Of note, Pierelli et al. ¹¹ found a pathologic b-wave amplitude increase mainly with red flash stimuli in patients with a clinical history indicating involvement of visual pathways. They explained this finding to an involvement of centrifugal optic nerve fibers having inhibitory functions on retinal cells. 

The first significant comparison of mfERG with the standard full-field ERG has been performed by Hood et al. ²⁹ By slowing the stimulus down, they showed that there is good correspondence between the full-field ERG a-wave and the multifocal ERG N1 component and between the full-field ERG b-wave and the mfERG P1 component. It is generally accepted that little of the mfERG response is generated by the cone photoreceptors per se. Rather it is dominated by the responses of the on and off bipolar cells. ^{30 31} We found no significant difference in mfERG results between the patients with MS and control subjects. The differences in mfERG results between patients with a normal P₁₀₀ latency and those with a delayed latency were also not significant. Since cone responses in ERG are different in the groups, we think that longitudinal and larger series are warranted to investigate the mfERG changes in patients with MS. 

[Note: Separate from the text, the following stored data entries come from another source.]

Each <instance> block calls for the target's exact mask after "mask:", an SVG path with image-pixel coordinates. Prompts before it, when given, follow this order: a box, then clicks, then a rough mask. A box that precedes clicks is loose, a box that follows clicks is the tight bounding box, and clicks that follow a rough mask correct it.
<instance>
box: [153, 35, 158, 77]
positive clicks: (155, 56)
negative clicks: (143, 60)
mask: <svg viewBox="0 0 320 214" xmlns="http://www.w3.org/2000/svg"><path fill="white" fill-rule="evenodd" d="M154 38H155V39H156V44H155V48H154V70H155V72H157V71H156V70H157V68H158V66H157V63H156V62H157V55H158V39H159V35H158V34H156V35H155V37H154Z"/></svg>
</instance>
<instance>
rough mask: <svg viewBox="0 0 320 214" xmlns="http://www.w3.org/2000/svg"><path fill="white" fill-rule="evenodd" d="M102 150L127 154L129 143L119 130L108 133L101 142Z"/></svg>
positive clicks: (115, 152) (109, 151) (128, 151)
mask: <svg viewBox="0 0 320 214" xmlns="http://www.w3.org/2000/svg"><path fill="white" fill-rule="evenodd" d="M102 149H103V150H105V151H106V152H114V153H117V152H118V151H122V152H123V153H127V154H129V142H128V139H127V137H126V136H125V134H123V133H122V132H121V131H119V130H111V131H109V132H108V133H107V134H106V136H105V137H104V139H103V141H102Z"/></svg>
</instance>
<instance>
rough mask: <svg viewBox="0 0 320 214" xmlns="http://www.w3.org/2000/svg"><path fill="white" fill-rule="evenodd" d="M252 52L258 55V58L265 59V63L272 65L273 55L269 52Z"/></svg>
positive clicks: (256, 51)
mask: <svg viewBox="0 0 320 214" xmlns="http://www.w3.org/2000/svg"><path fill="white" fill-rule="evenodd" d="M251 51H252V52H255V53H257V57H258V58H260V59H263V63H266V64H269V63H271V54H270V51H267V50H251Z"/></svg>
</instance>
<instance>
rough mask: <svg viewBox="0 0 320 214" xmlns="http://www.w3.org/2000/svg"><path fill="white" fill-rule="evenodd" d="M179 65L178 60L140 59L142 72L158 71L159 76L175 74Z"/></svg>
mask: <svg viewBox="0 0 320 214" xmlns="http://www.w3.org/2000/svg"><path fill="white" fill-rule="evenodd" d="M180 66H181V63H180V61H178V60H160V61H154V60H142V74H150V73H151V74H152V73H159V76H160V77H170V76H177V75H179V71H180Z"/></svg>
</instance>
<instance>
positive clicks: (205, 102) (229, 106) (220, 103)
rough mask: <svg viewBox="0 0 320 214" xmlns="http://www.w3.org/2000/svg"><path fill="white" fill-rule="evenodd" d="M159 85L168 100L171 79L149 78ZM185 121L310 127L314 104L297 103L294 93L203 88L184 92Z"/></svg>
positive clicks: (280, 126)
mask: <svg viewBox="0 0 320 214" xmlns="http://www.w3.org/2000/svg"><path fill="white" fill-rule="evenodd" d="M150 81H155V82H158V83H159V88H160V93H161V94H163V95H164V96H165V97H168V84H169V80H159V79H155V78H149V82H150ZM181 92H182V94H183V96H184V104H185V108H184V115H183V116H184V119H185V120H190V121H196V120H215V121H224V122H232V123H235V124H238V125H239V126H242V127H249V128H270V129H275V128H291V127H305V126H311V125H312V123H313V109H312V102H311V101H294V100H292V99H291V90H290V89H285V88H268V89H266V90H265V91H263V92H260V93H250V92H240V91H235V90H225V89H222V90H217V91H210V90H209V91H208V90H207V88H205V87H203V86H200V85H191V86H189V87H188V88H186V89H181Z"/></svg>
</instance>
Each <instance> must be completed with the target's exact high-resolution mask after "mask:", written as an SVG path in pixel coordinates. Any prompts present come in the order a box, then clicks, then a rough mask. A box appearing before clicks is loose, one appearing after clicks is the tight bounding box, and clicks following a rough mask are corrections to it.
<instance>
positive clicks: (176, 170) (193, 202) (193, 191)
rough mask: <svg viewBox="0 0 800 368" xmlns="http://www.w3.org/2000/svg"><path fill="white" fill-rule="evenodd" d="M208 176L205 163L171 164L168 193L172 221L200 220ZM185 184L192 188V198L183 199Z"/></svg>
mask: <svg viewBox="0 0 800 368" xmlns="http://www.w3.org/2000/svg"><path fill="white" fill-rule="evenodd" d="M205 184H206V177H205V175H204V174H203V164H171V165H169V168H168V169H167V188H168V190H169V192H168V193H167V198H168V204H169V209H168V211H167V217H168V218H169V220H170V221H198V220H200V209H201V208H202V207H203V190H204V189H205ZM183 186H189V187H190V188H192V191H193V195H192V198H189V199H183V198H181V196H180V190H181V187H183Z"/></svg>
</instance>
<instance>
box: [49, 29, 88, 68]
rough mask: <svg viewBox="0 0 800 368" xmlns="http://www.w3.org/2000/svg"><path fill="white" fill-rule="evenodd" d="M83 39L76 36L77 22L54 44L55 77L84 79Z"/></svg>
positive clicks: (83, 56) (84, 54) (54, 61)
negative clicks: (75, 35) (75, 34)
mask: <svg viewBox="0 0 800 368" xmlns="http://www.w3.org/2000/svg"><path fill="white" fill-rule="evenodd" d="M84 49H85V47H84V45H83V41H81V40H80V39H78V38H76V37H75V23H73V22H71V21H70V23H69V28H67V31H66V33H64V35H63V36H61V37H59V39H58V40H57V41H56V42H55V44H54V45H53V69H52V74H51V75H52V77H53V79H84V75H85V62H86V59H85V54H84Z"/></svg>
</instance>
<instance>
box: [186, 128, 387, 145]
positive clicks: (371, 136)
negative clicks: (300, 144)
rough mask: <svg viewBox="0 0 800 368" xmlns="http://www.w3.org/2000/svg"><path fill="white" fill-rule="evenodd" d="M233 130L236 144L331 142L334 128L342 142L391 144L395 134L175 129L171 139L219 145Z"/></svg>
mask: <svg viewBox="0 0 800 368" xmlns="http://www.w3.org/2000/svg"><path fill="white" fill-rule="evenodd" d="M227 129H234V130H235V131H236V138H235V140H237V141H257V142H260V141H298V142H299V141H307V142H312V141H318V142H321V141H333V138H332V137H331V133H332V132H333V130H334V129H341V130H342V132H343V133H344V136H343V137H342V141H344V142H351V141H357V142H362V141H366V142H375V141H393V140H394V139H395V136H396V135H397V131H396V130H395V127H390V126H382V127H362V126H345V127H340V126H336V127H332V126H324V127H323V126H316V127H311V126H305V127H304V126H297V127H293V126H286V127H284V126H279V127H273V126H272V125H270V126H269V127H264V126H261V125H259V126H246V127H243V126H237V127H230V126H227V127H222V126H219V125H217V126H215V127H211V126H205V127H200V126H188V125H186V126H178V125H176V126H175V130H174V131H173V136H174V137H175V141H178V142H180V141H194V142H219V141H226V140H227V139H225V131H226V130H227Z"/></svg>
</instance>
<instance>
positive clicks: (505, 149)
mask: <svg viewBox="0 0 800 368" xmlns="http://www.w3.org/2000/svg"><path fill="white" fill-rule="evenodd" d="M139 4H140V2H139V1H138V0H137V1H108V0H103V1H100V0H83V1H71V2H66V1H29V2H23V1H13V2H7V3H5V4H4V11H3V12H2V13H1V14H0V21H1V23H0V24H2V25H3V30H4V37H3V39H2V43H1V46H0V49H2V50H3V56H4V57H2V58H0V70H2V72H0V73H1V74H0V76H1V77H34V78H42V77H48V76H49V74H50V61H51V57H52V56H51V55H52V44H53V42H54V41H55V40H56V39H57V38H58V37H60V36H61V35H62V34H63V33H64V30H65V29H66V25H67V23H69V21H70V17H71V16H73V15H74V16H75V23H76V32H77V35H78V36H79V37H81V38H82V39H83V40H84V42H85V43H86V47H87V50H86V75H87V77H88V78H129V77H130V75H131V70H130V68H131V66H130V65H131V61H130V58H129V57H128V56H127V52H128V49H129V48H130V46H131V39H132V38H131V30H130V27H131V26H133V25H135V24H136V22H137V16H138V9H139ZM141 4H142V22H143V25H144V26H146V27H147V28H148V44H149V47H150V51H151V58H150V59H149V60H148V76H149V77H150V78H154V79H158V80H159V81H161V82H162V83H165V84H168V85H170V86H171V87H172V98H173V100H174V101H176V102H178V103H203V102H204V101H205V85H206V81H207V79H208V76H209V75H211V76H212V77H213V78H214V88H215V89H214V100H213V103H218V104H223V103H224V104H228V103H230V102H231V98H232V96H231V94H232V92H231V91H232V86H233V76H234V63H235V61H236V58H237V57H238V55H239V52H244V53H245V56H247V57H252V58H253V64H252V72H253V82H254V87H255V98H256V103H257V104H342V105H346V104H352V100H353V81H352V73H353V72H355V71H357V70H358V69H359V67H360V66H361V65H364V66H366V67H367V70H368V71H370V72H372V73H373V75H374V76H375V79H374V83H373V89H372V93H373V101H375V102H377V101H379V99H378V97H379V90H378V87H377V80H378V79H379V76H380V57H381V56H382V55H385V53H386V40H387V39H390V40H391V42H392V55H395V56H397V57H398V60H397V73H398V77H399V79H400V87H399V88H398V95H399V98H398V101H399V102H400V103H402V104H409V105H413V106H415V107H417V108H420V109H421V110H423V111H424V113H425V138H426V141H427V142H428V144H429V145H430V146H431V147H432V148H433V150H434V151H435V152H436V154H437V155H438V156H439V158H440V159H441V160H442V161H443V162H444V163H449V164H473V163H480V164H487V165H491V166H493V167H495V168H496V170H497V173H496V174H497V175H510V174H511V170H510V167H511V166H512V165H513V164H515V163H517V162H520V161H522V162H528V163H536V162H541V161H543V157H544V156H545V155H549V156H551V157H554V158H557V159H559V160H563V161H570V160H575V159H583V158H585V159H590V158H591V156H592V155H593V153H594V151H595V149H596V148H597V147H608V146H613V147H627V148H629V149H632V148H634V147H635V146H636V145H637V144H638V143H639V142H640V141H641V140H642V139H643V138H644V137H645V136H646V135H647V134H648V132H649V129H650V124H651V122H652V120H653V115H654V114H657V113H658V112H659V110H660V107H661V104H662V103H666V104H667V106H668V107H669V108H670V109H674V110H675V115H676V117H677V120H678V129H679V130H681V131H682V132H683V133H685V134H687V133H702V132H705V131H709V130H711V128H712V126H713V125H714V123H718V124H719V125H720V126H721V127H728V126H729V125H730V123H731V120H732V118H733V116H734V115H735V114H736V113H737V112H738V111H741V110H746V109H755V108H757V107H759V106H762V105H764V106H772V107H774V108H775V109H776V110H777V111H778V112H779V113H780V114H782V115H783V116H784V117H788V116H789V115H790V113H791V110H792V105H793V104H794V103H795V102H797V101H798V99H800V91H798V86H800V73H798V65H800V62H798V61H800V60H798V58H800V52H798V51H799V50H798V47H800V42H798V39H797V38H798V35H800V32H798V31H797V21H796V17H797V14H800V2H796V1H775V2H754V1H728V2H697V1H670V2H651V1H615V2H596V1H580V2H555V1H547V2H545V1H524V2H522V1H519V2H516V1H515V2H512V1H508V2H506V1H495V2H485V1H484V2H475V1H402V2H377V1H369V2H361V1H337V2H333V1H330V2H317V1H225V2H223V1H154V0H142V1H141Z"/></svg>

In this study, we included only the patients with MS who did not report any visual complaint. Almost 54% of the patients had a delayed PVEP latency. However, only 30.7% of the patients had a thinner RNFL thickness when compared with the control subjects. Moreover, P₁₀₀ latency changes to 60-minute check size had significant correlations to single cone responses in ERG. 

In conclusion, we showed that electrical potential abnormalities in the retina may be indicative of neurodegeneration and that PVEP seems to be a more valuable biomarker than OCT-assessed RNFL thickness in the diagnosis of subclinical optic nerve involvement in patients with MS.